Abstract
We would like to thank Dr Foster for her constructive letter regarding a report about Idiopathic hypertrophic osteopathy in a cat from Ocarino et al, published in Journal of Feline Medicine and Surgery (2006)
The purpose of this letter is to elucidate the questions asked by Dr Foster and to enrich the discussion about this disease whose aetiopathogenesis still is obscured.
The manuscript of Ocarino et al (2006) mentions that there are few reports on hypertrophic osteopathy (HO) in cats in the literature, but it does not conclude that there are only four cases diagnosed. In the introduction of our paper, we did not try to accurately determine the number of published cases of HO in cats, although we agree it is very important. Our purpose was to present a case that was different from all the other HO cases reported in cats available in the main search websites. It may be difficult to accurately determine the number of cases of certain pathology in an animal species, with the risk of omitting a report. This happens because many journals are not available in the main search websites, such as pubmed. As Carr 1971, Richards 1977 and Nafe et al, 1981 were not mentioned by Ocarino et al, and were mentioned by Dr Foster. Furthermore, books, although classic, are not always available, which makes it difficult to cite them.

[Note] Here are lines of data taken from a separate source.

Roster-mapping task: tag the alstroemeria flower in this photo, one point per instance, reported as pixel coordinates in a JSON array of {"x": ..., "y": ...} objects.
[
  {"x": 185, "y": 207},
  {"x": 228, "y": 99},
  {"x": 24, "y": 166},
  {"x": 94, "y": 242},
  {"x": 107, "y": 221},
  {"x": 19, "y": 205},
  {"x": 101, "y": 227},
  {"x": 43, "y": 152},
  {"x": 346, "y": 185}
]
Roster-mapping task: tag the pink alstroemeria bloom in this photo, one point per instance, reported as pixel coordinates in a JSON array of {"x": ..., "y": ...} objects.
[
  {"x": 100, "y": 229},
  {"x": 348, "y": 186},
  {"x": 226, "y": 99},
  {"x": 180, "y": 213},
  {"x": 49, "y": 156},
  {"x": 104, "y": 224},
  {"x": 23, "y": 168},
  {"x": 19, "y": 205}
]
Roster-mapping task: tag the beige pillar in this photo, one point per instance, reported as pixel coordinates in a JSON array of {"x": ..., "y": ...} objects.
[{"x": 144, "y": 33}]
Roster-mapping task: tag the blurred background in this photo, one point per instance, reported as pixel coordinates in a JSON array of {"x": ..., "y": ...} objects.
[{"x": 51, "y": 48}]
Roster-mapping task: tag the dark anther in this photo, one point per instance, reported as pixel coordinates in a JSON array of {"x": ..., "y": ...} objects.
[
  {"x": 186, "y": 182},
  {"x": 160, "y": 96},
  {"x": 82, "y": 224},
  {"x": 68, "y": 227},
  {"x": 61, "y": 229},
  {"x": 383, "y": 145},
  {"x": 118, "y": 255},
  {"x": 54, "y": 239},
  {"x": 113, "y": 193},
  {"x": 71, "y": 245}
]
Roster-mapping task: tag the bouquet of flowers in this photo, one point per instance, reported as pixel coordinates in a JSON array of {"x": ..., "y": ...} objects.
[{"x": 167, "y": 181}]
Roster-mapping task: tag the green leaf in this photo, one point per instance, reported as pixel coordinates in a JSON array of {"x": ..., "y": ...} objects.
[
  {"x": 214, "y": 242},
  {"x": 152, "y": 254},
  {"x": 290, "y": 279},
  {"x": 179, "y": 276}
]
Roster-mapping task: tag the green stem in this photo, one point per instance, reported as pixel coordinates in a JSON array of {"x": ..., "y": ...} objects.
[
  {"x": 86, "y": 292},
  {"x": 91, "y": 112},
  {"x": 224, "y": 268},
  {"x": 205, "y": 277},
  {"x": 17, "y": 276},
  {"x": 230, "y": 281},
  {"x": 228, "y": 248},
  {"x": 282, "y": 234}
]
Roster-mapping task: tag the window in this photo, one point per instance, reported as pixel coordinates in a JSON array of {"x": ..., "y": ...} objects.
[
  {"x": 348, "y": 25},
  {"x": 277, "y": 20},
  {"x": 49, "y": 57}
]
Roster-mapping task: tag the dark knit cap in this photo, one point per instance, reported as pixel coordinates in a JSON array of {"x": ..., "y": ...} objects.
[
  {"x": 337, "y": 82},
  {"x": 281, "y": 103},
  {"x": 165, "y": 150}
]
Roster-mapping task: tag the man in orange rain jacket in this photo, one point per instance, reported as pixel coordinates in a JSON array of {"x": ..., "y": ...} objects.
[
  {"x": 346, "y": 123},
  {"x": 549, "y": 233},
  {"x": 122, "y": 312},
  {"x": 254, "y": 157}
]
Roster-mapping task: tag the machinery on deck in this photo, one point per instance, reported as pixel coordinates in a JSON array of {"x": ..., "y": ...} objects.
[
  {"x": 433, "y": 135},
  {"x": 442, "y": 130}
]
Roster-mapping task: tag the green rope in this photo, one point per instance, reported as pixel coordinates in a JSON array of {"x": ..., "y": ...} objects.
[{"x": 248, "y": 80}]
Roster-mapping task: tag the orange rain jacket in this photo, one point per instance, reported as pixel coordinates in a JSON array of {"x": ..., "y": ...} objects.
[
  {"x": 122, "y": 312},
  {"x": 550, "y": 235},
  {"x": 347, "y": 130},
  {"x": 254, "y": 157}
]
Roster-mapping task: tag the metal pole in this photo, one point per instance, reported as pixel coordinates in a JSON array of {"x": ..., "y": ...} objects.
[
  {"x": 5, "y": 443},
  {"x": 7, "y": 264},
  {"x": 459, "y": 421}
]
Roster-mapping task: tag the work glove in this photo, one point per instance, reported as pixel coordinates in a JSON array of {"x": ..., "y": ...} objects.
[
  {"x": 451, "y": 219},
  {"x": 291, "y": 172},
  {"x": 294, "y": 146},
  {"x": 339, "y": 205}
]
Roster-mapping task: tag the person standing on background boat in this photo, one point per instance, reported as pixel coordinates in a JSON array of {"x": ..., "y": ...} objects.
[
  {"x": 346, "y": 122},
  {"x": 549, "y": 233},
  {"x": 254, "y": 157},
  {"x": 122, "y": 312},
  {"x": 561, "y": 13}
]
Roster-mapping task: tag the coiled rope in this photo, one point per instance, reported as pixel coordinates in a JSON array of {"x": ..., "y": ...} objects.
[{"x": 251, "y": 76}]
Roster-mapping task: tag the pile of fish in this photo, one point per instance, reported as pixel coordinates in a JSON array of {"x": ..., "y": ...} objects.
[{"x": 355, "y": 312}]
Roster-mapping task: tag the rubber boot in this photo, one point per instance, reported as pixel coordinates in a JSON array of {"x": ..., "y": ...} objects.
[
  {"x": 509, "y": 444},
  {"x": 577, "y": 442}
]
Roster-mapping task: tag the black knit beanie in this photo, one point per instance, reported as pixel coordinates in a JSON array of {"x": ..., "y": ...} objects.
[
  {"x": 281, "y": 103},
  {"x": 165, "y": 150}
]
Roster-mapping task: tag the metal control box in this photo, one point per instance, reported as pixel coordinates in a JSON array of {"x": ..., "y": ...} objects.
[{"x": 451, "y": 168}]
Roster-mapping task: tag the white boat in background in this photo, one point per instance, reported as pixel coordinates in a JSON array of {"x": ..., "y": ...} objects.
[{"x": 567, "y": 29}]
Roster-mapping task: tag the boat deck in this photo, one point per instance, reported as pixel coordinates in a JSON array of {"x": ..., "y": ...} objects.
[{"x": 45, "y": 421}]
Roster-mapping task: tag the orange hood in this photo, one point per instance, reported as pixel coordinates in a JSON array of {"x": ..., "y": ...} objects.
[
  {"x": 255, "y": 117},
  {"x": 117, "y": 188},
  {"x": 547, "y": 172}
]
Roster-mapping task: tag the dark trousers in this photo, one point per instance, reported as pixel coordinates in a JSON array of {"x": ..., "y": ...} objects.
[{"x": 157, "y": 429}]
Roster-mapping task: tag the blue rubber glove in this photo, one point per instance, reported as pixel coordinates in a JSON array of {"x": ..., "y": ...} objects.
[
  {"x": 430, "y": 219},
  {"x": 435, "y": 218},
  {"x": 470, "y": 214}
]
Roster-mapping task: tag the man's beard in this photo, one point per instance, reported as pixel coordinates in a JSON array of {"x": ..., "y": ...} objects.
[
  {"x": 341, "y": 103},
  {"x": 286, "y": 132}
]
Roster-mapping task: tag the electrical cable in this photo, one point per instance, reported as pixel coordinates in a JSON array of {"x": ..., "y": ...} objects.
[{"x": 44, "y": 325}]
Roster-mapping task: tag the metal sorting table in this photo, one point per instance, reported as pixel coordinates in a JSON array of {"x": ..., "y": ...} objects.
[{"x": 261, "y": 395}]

At necropsy, the animal reported by Ocarino et al (2006) did not present with extraskeletal changes. As we know HO may be associated with extraskeletal lesions (in the lungs, bladder, oesophagus, heart, adrenal among others) (Mandel 1975, Randolph et al 1984, Santos et al 1998, Becker et al 1999, Anderson et al 2004), this animal's necropsy was thorough, with a detailed macroscopic evaluation of all organs. Due to the absence of macroscopic extraskeletal lesions, we opted for a histological evaluation of organs that are more commonly affected in association with HO. Moreover, pathologies such as inflammatory and neoplastic processes, frequently diagnosed in association with HO, are characterised by clear macroscopic changes (Brodey 1971, Van de Watering et al 1972, Ndikuwere and Hill 1989, Masegi et al 1994). The absence of lesions associated with HO allows diagnosing primary or idiopathic hypertrophic osteopathy. Ocarino et al (2006) opted for the idiopathic terminology. Until then, idiopathic HO had only been reported in the human (Bhate et al 1978) and equine species (Mair et al 1996).
Regardless the study of Ocarino et al, not mentioning the exact number of HO cases in cats, there is no doubt that it differs from the others. Furthermore, Dr Foster's observations regarding HO causes in cats, reaffirms this is the first report of idiopathic HO in cats. We hope that the study of Ocarino et al (2006) is not just one more HO report but that it alerts clinicians that HO in cats may be primary. This report together with other reports on idiopathic HO in the human (Bhate et al 1978) and equine species (Mair et al 1996) show that the disease's genesis may be more complex than it was thought before.
We would like to thank Dr Foster for her observations and JFMS for the opportunity of replying.